SOUTHWEST HARBOR — “Rescue 2” or R2, as the second ambulance for the Southwest Harbor-Tremont Nursing Service is called, is scheduled to move down the road this month from one fire station to another.
Leaders of the Southwest Harbor Fire Department have agreed to make room in their station on Main Street to temporarily accommodate the second emergency response vehicle in the nonprofit’s fleet.
Last week selectmen unanimously approved an agreement for the storage of the ambulance from Nov. 30 until May 1, 2020. Selectman Kristin Hutchins recused herself from the vote as she serves as an ambulance driver and a board member for the Nursing Service.
R2 has been housed in a bay of the Bass Harbor Fire Station for at least the last 18 years, according to Tremont Fire Chief Keith Higgins.
“Tremont Fire Department let us stay there for a very long time,” said Sonia Field, a Nursing Service board member and ambulance driver for the last 15 years. “We see our time in the Bass Harbor station as over. They’ve been really supportive in helping us.”
Southwest Harbor-Tremont Nursing Service is a nonprofit organization that has provided ambulance service to both communities since the 1950s, according to Field.
There are 20 employees of the emergency response team that work primarily from a bay next to the Southwest Harbor Police Station on Village Green Way where R1 is housed. That ambulance responds to about 85 percent of the calls that come in for the two communities.
“We have medics on duty 24/7 in the station,” said Field, many of who come from as far away as Bangor. “Since we don’t have enough people available to respond as EMTs, we need to get people (from) off island.”
Emergency calls made to 911 for the service are dispatched through the Southwest Harbor police station after going to the Regional Communications Center in Hancock County.
In 2018, the Nursing Service responded to about 350 calls, down about 50 calls from recent years.
“What’s important is a call gets answered,” she said, about whether Tremont residents would be responded to in a timely manner.
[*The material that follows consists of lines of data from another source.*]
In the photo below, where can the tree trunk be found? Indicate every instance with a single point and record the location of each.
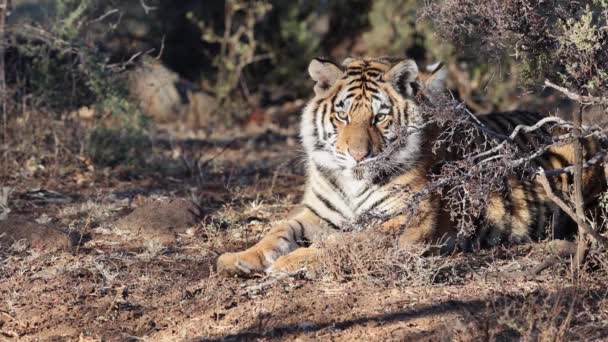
(578, 187)
(3, 98)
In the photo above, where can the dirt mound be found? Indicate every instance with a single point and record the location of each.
(160, 220)
(32, 234)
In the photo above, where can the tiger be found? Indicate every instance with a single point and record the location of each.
(359, 109)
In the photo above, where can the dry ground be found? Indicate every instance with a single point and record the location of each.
(139, 264)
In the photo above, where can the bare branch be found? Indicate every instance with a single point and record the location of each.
(524, 129)
(103, 16)
(580, 221)
(146, 8)
(597, 158)
(582, 99)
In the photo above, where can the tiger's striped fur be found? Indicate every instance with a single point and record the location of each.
(356, 113)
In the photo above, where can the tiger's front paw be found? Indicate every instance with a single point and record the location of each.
(244, 263)
(301, 258)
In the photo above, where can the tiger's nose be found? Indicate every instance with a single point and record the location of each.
(359, 155)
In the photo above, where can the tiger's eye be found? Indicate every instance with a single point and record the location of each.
(381, 118)
(342, 116)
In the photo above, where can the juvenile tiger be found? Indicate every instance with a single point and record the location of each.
(357, 111)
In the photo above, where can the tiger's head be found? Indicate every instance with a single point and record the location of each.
(363, 106)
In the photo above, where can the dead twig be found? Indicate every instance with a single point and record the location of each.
(522, 129)
(582, 99)
(542, 178)
(146, 8)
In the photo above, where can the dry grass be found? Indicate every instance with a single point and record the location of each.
(374, 258)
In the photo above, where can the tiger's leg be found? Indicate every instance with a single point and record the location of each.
(282, 239)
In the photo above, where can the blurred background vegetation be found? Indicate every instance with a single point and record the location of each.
(121, 69)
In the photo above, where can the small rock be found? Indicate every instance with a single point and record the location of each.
(161, 220)
(36, 235)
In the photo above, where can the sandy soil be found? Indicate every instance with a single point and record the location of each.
(115, 257)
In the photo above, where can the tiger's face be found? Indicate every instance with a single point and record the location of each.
(361, 108)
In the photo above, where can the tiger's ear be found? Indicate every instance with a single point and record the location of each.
(402, 75)
(325, 73)
(435, 82)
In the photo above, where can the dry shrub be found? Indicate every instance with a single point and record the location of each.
(375, 258)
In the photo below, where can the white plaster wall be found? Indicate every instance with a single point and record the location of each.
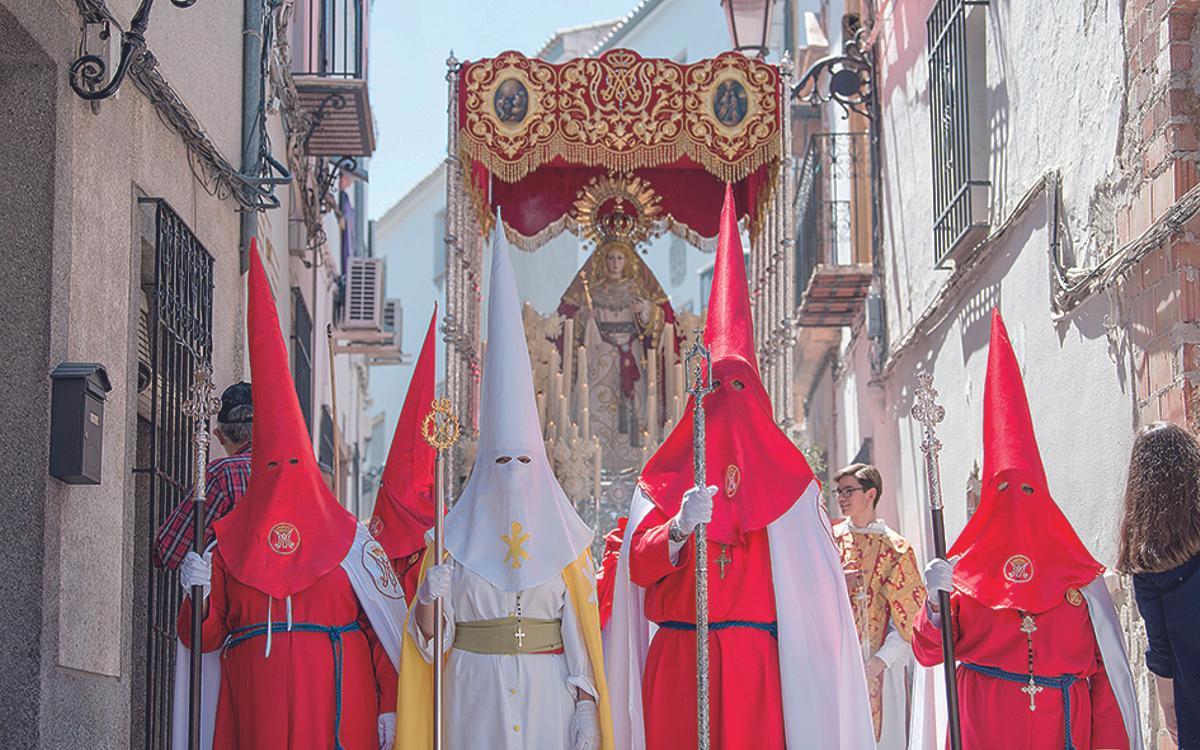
(1047, 111)
(684, 30)
(407, 238)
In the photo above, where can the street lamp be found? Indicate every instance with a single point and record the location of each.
(749, 23)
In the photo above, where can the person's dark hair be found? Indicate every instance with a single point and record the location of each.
(1161, 528)
(240, 426)
(867, 475)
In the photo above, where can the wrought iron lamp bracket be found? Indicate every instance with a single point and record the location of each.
(87, 73)
(847, 79)
(328, 177)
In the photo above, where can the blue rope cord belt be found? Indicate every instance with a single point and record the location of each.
(335, 634)
(1061, 683)
(771, 628)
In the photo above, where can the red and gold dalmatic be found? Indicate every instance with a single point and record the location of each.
(304, 663)
(405, 505)
(892, 592)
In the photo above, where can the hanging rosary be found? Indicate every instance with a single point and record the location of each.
(520, 635)
(1027, 627)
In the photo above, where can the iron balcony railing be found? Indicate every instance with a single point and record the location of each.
(832, 204)
(334, 43)
(957, 85)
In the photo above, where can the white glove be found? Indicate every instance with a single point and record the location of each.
(695, 509)
(387, 730)
(196, 570)
(437, 583)
(587, 726)
(940, 575)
In the 2010 census, Southwest Harbor had about 200 more year round residents than Tremont, 1,764 compared with 1,563.
When tasked with finding a new home for the second ambulance, the Nursing Service board members contemplated whether or not to keep it. They decided having two emergency response vehicles was the best way to continue their service.
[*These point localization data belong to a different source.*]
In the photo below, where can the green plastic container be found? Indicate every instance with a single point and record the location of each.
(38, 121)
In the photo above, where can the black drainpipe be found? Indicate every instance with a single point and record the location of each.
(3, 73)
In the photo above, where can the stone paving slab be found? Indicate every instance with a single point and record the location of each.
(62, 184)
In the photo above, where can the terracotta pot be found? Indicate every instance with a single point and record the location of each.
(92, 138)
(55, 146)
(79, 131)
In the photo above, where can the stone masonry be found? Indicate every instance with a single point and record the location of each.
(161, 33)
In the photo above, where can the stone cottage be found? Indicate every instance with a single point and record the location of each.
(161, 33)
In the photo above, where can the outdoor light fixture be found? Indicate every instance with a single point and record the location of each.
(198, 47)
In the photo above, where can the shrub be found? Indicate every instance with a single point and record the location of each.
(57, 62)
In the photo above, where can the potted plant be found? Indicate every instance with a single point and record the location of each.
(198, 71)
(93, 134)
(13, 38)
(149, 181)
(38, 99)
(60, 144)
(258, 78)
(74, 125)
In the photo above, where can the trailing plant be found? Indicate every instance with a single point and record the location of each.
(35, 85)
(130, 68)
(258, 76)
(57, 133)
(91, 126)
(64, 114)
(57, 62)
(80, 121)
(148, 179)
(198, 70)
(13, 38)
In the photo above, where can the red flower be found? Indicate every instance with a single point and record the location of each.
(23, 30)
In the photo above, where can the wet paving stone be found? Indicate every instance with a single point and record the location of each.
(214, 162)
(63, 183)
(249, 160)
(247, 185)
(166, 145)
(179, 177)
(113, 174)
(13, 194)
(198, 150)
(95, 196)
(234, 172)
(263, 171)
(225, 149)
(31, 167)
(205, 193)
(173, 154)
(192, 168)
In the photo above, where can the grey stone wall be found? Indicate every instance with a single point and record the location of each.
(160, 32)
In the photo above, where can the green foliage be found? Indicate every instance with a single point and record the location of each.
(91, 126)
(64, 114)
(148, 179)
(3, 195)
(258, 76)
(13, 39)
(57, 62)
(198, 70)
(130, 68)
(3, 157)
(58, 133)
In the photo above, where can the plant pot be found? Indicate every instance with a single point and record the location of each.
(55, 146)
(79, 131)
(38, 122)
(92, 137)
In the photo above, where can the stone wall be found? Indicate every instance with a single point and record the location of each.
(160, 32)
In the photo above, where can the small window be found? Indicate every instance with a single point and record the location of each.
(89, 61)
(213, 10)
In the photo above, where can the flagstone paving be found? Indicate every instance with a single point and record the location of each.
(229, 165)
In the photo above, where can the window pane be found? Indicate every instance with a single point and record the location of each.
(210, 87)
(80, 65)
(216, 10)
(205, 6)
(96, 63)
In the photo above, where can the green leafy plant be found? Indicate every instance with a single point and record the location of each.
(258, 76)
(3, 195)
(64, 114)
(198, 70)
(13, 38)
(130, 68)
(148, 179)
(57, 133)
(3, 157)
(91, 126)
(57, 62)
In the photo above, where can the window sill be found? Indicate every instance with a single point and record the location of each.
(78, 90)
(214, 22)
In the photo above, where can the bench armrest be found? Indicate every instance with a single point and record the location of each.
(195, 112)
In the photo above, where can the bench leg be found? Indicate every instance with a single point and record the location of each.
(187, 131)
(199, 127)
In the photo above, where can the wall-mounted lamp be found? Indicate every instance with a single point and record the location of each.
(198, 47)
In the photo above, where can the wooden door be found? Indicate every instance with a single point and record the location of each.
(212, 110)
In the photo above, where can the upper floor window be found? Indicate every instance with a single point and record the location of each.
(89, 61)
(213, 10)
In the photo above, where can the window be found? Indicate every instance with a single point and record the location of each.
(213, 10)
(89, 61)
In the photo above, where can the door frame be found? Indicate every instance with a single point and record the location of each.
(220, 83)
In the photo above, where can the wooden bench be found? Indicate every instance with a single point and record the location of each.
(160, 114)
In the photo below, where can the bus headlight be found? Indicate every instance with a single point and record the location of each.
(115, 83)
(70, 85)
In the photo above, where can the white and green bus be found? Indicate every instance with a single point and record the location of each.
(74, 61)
“Having that second ambulance has really been a lifesaver for us,” Field told the Islander earlier this year.
Members of the Nursing Service’s board of directors started searching for a suitable storage location for the second ambulance more than a year ago. Criteria for storing an ambulance are pretty specific. When storing an ambulance, the building it is in needs to be heated, secure and easily and readily accessible throughout the year.
At the Nov. 26 meeting, Southwest Harbor Selectman Ryan Donahue expressed concern about whether medications in the ambulance would be secure in the town’s fire station. Hutchins said the fire station is locked, the ambulance is left ready to drive but all the medications are locked in separate compartments.
When the Tremont Volunteer Fire Department began the process of purchasing a new fire truck at the end of last year, they asked the nursing service if they could find another home for R2. A custom-built model, that town’s new fire truck is expected to arrive this month and be stored in one of the five bays of the Bass Harbor fire station.
“We loved having it there,” said Field about R2 being stored in Tremont. “I’m not quite sure what the plan in the spring will be.”